Спекулянтам не нравилась мысль о том, что их будут сдерживать официальные законы о кредитах. Как и владельцы мануфактур, которые боялись, что их закроют, если новые законы вступят в силу, или банкиры, которые боялись последствий вмешательства правительства в их традиционные способы ведения бизнеса… или которые преуспевали — по крайней мере, лично — используя текущую ситуацию. Если уж на то пошло, было бы невозможно оценить количество людей, включая тех, кто все еще пытается восстановить разрушенные фермы и малые предприятия, которые опасались ужесточения кредитования, часто не без оснований. А еще были старшие члены гильдий, которые ненавидели саму идею мануфактур в стиле Чариса. Можно было бы ожидать, что они будут благосклонны ко всему, что иссушит деньги и помешает «индустриализации» Сиддармарка. Вместо этого они настолько увлеклись сопротивлением всему, что предлагали Стонар и его кабинет, что их громогласное несогласие с банком не стало неожиданностью. К счастью, у них, по крайней мере, было гораздо меньше влияния, чем когда-то. Однако это было далеко не то же самое, что отсутствие влияния, и, возможно, их сопротивление этому было не таким слепым, как предпочитал предполагать Стонар. Возможно, они активно надеялись на экономический коллапс, потому что думали, что это позволит им восстановить модель, существовавшую до джихада, которая так сильно им благоприятствовала.

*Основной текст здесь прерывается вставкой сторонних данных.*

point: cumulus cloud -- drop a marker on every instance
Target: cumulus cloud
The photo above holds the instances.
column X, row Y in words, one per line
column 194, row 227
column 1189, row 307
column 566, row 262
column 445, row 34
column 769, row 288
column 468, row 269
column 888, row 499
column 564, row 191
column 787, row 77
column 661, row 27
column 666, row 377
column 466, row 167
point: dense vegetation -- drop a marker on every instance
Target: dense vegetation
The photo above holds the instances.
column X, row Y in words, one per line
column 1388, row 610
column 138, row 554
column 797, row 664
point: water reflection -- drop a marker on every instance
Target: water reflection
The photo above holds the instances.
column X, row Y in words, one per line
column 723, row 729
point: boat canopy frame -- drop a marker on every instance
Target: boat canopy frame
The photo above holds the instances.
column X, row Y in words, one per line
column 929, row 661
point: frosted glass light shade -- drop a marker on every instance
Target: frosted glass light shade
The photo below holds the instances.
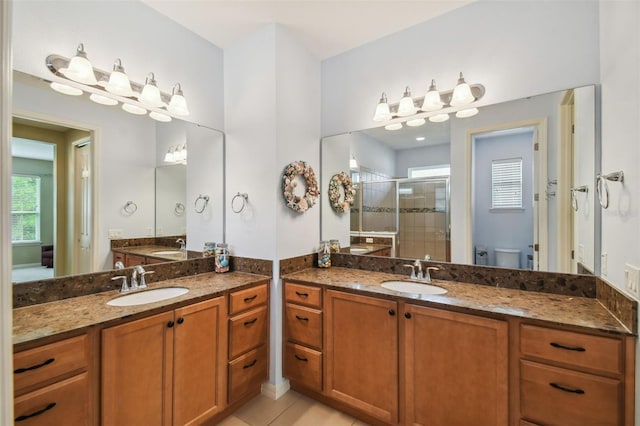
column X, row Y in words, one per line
column 432, row 101
column 103, row 100
column 465, row 113
column 439, row 118
column 64, row 89
column 134, row 109
column 178, row 104
column 382, row 110
column 406, row 106
column 461, row 93
column 80, row 68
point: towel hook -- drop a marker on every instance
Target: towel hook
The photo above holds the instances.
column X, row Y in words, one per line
column 205, row 201
column 244, row 197
column 130, row 207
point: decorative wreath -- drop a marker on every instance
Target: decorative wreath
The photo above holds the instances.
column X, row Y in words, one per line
column 343, row 180
column 295, row 202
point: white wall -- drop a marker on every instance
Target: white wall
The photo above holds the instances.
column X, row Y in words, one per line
column 620, row 68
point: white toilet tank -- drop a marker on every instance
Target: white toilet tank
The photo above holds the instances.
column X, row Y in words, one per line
column 508, row 258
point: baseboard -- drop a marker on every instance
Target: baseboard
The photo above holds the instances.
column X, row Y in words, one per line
column 275, row 391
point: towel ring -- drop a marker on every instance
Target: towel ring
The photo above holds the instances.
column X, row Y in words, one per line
column 244, row 197
column 205, row 201
column 601, row 185
column 130, row 207
column 574, row 198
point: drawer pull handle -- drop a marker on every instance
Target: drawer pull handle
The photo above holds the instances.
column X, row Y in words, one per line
column 251, row 364
column 299, row 358
column 37, row 413
column 566, row 389
column 567, row 348
column 248, row 323
column 34, row 367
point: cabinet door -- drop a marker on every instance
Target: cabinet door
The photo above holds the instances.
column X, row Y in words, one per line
column 362, row 353
column 136, row 372
column 455, row 369
column 199, row 361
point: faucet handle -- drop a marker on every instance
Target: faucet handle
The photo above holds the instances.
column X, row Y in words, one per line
column 125, row 286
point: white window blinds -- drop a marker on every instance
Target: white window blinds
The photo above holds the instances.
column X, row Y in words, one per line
column 506, row 184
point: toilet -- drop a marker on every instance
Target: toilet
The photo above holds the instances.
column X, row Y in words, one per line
column 508, row 258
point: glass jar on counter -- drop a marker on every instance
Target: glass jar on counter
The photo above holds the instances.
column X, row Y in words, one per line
column 324, row 255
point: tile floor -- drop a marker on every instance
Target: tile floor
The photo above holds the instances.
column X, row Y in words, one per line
column 291, row 409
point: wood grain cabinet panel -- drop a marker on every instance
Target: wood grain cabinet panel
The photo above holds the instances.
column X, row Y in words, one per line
column 455, row 368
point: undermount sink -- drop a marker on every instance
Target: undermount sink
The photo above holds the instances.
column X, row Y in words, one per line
column 413, row 287
column 148, row 296
column 166, row 252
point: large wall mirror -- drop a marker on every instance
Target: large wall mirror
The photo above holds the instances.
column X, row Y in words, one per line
column 512, row 186
column 85, row 173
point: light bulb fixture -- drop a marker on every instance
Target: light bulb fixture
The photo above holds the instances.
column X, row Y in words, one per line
column 178, row 104
column 103, row 100
column 461, row 93
column 80, row 68
column 150, row 94
column 119, row 83
column 65, row 89
column 416, row 122
column 432, row 101
column 383, row 113
column 439, row 118
column 110, row 88
column 134, row 109
column 465, row 113
column 406, row 106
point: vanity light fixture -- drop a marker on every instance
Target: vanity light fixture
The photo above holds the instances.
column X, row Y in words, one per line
column 119, row 83
column 80, row 69
column 406, row 106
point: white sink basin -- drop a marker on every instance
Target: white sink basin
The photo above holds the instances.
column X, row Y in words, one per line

Если они верили, что возможно что-то подобное, они были еще большими идиотами, чем он думал, какими бы невероятными это ни казалось.
— Мне нужно еще пять или шесть месяцев, — сказал он сейчас, глядя на остальных, но сосредоточившись на Паркейре. — По крайней мере, еще пять или шесть месяцев. Ты можешь дать их мне?
— Возможно, — сказал сенешаль после долгого молчания. — Тем не менее, это может привести к беспорядку. И я буду честен, не все мои мальчики так беспристрастны, как нам всем хотелось бы думать. У некоторых из них будет довольно большой палец на весах, когда придет время решать, чья голова будет проломлена.
— Я знаю и окажу вам всю возможную поддержку через гражданское правительство, но мне нужно держать в кармане как можно больше западных делегатов в палате представителей, пока они не отдадут мне банк Хенрея. После этого вы можете разбить все головы, какие вам нужно, и мы с Сэмилом сможем действительно закрутить гайки губернаторам провинций и их палатам. Но до тех пор…
Он пожал плечами, и Паркейр поморщился.
— Я понимаю, — сенешаль слегка вздохнул, — и сделаю все, что в моих силах. Но — я надеюсь, ты не поймешь это неправильно, Хенрей — я предлагаю тебе сделать это как можно скорее, потому что не вижу, чтобы в ближайшее время ситуация стала намного лучше.
— Стифини! — восторженно закричала ее высочество Эйлана Жанейт Нейму Армак, наследная принцесса Чариса.
— И вам доброе утро, ваше высочество, — мягко заметила Ниниэн Этроуз, когда кронпринцесса пронеслась мимо нее, чтобы на ходу ухватиться за темноволосую сероглазую молодую женщину, которая сопровождала ее.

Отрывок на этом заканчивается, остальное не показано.